MultiSourceDatasetScaler internally runs a deterministic, augmentation-free pass over each source.

NN scalers (torch nn.Module wrappers)

The fitted sklearn scalers are saved as pickle files, but at inference time (and during training) you typically want pure PyTorch operations that live inside the model graph. nn_scalers.py provides nn.Module wrappers that extract the fitted statistics from sklearn scalers and register them as non-trainable buffers, so they move with the model across devices and are included in state_dict / ONNX exports.

Each scaler exposes both forward() (scale) and inverse() (unscale).

The composite NNDatasetScaler wraps all per-modality scalers into a single module. It takes a fitted scaler utility plus a ColumnSelection describing which columns are numerical vs categorical and applies the correct scaler to each feature column:

from f9columnar.ml.nn_scalers import NNDatasetScaler

nn_scaler = NNDatasetScaler(scaler_util, selection)

# forward: raw features -> scaled features
X_events_scaled, Xs_scaled = nn_scaler(X_events, [X_jets, X_electrons])

# inverse: scaled features -> raw features
X_events_raw, Xs_raw = nn_scaler.inverse(X_events_scaled, Xs_scaled)

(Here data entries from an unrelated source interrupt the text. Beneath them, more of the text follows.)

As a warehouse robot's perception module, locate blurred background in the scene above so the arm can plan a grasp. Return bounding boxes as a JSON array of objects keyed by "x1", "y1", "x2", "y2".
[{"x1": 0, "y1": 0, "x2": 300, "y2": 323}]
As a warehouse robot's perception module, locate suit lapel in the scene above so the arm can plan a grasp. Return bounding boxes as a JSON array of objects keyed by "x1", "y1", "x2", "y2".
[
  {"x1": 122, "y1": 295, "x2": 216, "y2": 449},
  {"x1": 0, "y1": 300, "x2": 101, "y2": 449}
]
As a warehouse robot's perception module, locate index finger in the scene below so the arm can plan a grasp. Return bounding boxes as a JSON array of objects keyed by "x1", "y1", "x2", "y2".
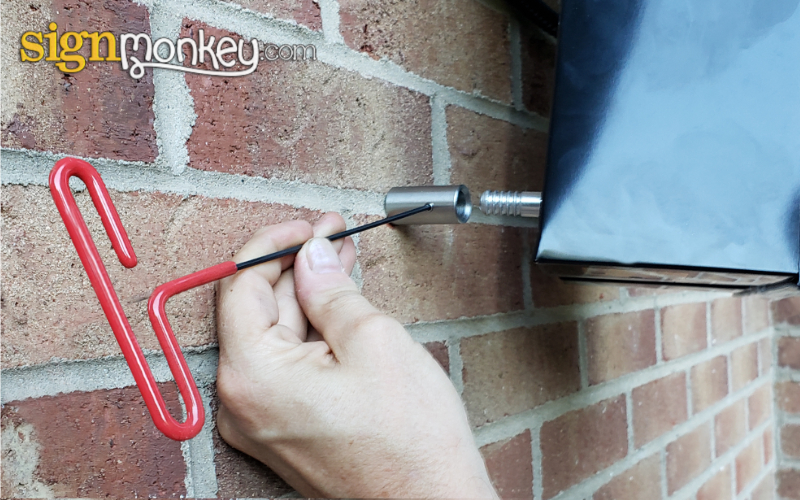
[{"x1": 217, "y1": 221, "x2": 313, "y2": 350}]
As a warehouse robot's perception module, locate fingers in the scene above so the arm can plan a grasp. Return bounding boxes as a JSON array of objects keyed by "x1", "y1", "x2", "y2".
[
  {"x1": 314, "y1": 212, "x2": 356, "y2": 275},
  {"x1": 217, "y1": 221, "x2": 313, "y2": 350},
  {"x1": 294, "y1": 238, "x2": 389, "y2": 360},
  {"x1": 273, "y1": 269, "x2": 308, "y2": 342}
]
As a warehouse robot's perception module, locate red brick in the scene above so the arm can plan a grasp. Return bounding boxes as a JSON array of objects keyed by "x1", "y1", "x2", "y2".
[
  {"x1": 742, "y1": 295, "x2": 770, "y2": 335},
  {"x1": 209, "y1": 385, "x2": 294, "y2": 498},
  {"x1": 2, "y1": 186, "x2": 318, "y2": 367},
  {"x1": 714, "y1": 400, "x2": 747, "y2": 457},
  {"x1": 697, "y1": 465, "x2": 732, "y2": 500},
  {"x1": 775, "y1": 469, "x2": 800, "y2": 500},
  {"x1": 667, "y1": 424, "x2": 711, "y2": 495},
  {"x1": 627, "y1": 285, "x2": 682, "y2": 297},
  {"x1": 631, "y1": 373, "x2": 688, "y2": 448},
  {"x1": 778, "y1": 337, "x2": 800, "y2": 370},
  {"x1": 481, "y1": 431, "x2": 533, "y2": 499},
  {"x1": 750, "y1": 474, "x2": 775, "y2": 500},
  {"x1": 2, "y1": 383, "x2": 186, "y2": 498},
  {"x1": 772, "y1": 297, "x2": 800, "y2": 325},
  {"x1": 540, "y1": 396, "x2": 628, "y2": 499},
  {"x1": 781, "y1": 424, "x2": 800, "y2": 458},
  {"x1": 711, "y1": 297, "x2": 742, "y2": 344},
  {"x1": 358, "y1": 219, "x2": 526, "y2": 323},
  {"x1": 692, "y1": 356, "x2": 728, "y2": 413},
  {"x1": 731, "y1": 343, "x2": 758, "y2": 391},
  {"x1": 339, "y1": 0, "x2": 511, "y2": 102},
  {"x1": 586, "y1": 310, "x2": 656, "y2": 384},
  {"x1": 747, "y1": 383, "x2": 772, "y2": 430},
  {"x1": 758, "y1": 337, "x2": 772, "y2": 375},
  {"x1": 521, "y1": 26, "x2": 556, "y2": 116},
  {"x1": 1, "y1": 0, "x2": 158, "y2": 161},
  {"x1": 764, "y1": 427, "x2": 775, "y2": 464},
  {"x1": 461, "y1": 323, "x2": 580, "y2": 426},
  {"x1": 593, "y1": 454, "x2": 661, "y2": 500},
  {"x1": 425, "y1": 342, "x2": 450, "y2": 375},
  {"x1": 182, "y1": 21, "x2": 433, "y2": 192},
  {"x1": 220, "y1": 0, "x2": 322, "y2": 31},
  {"x1": 531, "y1": 264, "x2": 620, "y2": 307},
  {"x1": 736, "y1": 439, "x2": 764, "y2": 493},
  {"x1": 661, "y1": 303, "x2": 707, "y2": 360},
  {"x1": 447, "y1": 105, "x2": 547, "y2": 193},
  {"x1": 775, "y1": 382, "x2": 800, "y2": 413}
]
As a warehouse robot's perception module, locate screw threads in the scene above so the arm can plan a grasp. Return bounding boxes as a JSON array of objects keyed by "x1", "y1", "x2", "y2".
[{"x1": 481, "y1": 191, "x2": 542, "y2": 217}]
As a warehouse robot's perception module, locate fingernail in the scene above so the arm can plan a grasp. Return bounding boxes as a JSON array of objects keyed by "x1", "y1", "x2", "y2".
[{"x1": 308, "y1": 238, "x2": 344, "y2": 274}]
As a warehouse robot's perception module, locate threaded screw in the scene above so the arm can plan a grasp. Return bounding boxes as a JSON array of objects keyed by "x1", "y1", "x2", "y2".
[{"x1": 481, "y1": 191, "x2": 542, "y2": 217}]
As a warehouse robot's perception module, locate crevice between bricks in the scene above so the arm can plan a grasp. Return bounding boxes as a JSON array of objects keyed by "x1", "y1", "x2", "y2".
[
  {"x1": 430, "y1": 94, "x2": 450, "y2": 186},
  {"x1": 475, "y1": 330, "x2": 771, "y2": 446},
  {"x1": 152, "y1": 0, "x2": 549, "y2": 132},
  {"x1": 0, "y1": 149, "x2": 535, "y2": 227},
  {"x1": 149, "y1": 2, "x2": 197, "y2": 175}
]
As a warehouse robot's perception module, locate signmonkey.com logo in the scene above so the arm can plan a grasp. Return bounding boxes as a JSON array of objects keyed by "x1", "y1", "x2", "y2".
[{"x1": 19, "y1": 23, "x2": 317, "y2": 80}]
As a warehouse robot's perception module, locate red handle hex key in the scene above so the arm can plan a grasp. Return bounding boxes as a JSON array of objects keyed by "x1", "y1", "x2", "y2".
[{"x1": 50, "y1": 158, "x2": 433, "y2": 441}]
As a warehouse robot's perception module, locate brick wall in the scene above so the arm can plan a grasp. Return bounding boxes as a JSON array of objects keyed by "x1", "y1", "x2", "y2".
[
  {"x1": 2, "y1": 0, "x2": 800, "y2": 500},
  {"x1": 772, "y1": 297, "x2": 800, "y2": 500}
]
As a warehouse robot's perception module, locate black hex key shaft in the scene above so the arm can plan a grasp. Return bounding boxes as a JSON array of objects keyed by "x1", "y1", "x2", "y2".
[{"x1": 236, "y1": 203, "x2": 433, "y2": 271}]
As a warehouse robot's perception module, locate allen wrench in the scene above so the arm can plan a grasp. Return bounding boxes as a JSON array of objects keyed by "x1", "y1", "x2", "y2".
[{"x1": 50, "y1": 158, "x2": 434, "y2": 441}]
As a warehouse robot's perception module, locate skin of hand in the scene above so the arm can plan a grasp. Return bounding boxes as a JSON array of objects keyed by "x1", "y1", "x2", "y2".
[{"x1": 217, "y1": 213, "x2": 497, "y2": 498}]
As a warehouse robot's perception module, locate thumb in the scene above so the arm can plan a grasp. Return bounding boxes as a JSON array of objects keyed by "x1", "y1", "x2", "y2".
[{"x1": 294, "y1": 238, "x2": 389, "y2": 359}]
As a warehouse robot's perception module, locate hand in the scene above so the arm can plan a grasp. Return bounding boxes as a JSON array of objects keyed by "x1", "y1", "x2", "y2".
[{"x1": 217, "y1": 214, "x2": 496, "y2": 498}]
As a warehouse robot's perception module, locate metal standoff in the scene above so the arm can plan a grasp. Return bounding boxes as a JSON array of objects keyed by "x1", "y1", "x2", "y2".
[
  {"x1": 384, "y1": 185, "x2": 472, "y2": 225},
  {"x1": 481, "y1": 191, "x2": 542, "y2": 217}
]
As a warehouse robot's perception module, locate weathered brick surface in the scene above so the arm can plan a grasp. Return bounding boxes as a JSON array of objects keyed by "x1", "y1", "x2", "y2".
[
  {"x1": 2, "y1": 186, "x2": 318, "y2": 367},
  {"x1": 747, "y1": 383, "x2": 772, "y2": 429},
  {"x1": 521, "y1": 26, "x2": 556, "y2": 116},
  {"x1": 775, "y1": 469, "x2": 800, "y2": 500},
  {"x1": 711, "y1": 297, "x2": 742, "y2": 344},
  {"x1": 631, "y1": 373, "x2": 688, "y2": 448},
  {"x1": 667, "y1": 424, "x2": 711, "y2": 495},
  {"x1": 593, "y1": 454, "x2": 661, "y2": 500},
  {"x1": 714, "y1": 400, "x2": 747, "y2": 457},
  {"x1": 1, "y1": 0, "x2": 157, "y2": 161},
  {"x1": 736, "y1": 439, "x2": 764, "y2": 493},
  {"x1": 358, "y1": 218, "x2": 525, "y2": 323},
  {"x1": 540, "y1": 396, "x2": 628, "y2": 499},
  {"x1": 742, "y1": 295, "x2": 770, "y2": 334},
  {"x1": 750, "y1": 474, "x2": 775, "y2": 500},
  {"x1": 731, "y1": 343, "x2": 758, "y2": 391},
  {"x1": 209, "y1": 385, "x2": 294, "y2": 498},
  {"x1": 775, "y1": 382, "x2": 800, "y2": 413},
  {"x1": 697, "y1": 465, "x2": 732, "y2": 500},
  {"x1": 339, "y1": 0, "x2": 511, "y2": 102},
  {"x1": 447, "y1": 106, "x2": 547, "y2": 194},
  {"x1": 764, "y1": 427, "x2": 775, "y2": 464},
  {"x1": 772, "y1": 297, "x2": 800, "y2": 325},
  {"x1": 661, "y1": 303, "x2": 707, "y2": 360},
  {"x1": 691, "y1": 356, "x2": 728, "y2": 413},
  {"x1": 425, "y1": 342, "x2": 450, "y2": 374},
  {"x1": 781, "y1": 424, "x2": 800, "y2": 458},
  {"x1": 586, "y1": 310, "x2": 656, "y2": 384},
  {"x1": 182, "y1": 21, "x2": 433, "y2": 191},
  {"x1": 225, "y1": 0, "x2": 322, "y2": 31},
  {"x1": 2, "y1": 384, "x2": 186, "y2": 498},
  {"x1": 531, "y1": 264, "x2": 620, "y2": 307},
  {"x1": 461, "y1": 323, "x2": 580, "y2": 426},
  {"x1": 778, "y1": 337, "x2": 800, "y2": 370},
  {"x1": 481, "y1": 431, "x2": 533, "y2": 499},
  {"x1": 758, "y1": 337, "x2": 772, "y2": 375}
]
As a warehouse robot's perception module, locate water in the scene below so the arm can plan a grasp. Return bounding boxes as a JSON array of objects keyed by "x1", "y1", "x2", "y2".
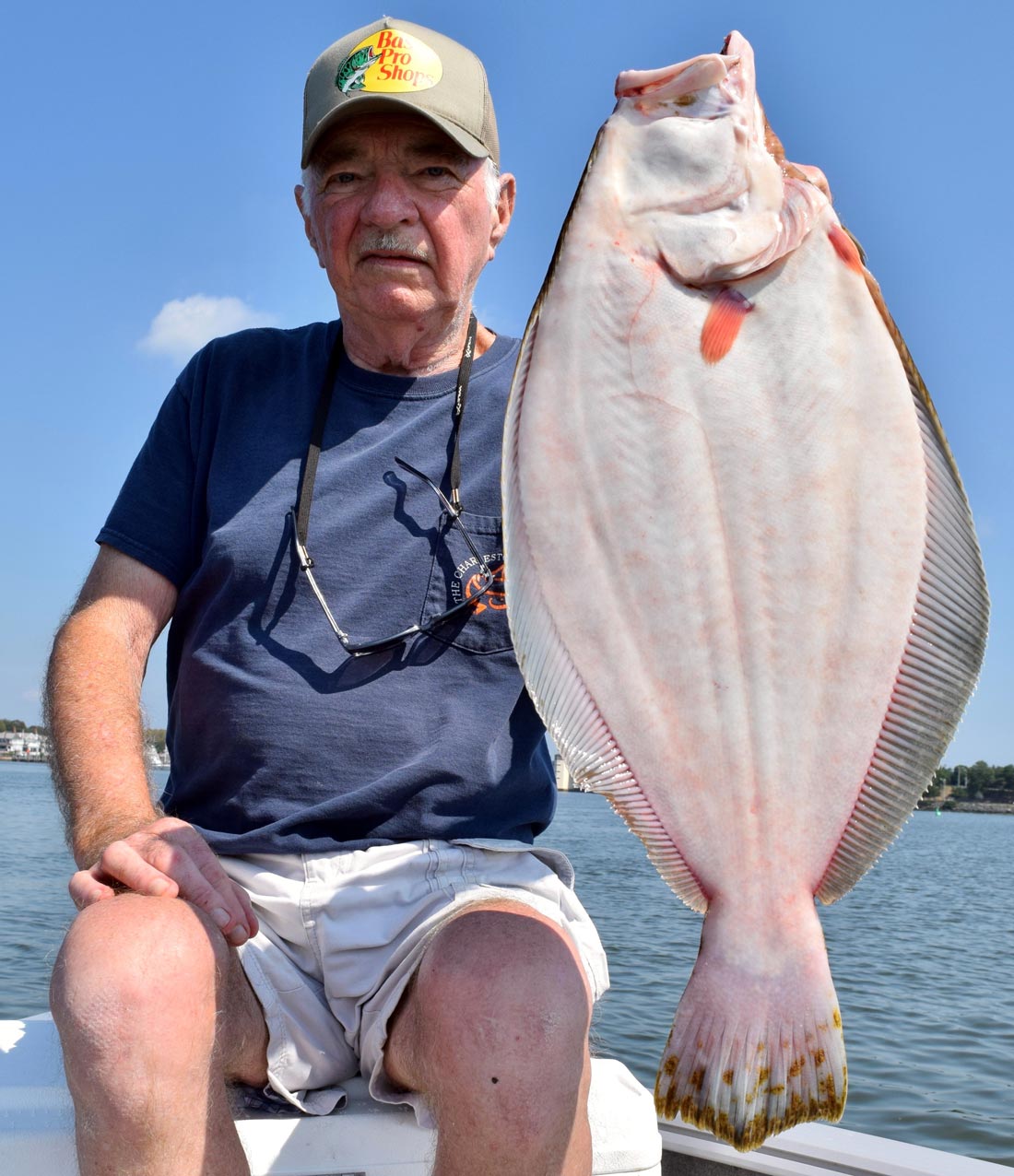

Padded rows are preserved - the scaler computes a padding mask before applying transforms and restores the pad value afterwards.

ML DataLoaders

The library exposes three PyTorch Lightning DataModules built on top of the same awkward-array to tensor collate pipeline:

DataModule Source Use case
LightningHdf5DataModule one HDF5 dataset (pile files) single-source training on preconverted data
LightningRootDataModule one ROOT dataset training directly from ROOT files, no HDF5 conversion
LightningCombinedSourcesDataModule many HDF5 / ROOT sources mixed multi-source training (regions, runs, MC campaigns) from a single YAML

All three share a common collation model (CollateConfig) and produce per-modality ModalityBatch tensors organised inside a SourceBatch.

Collate configuration

CollateConfig describes how an awkward batch is converted into model-ready tensors. It is the single object that drives field selection, layout, sorting, padding, augmentation, and (for ROOT) automatic branch filtering.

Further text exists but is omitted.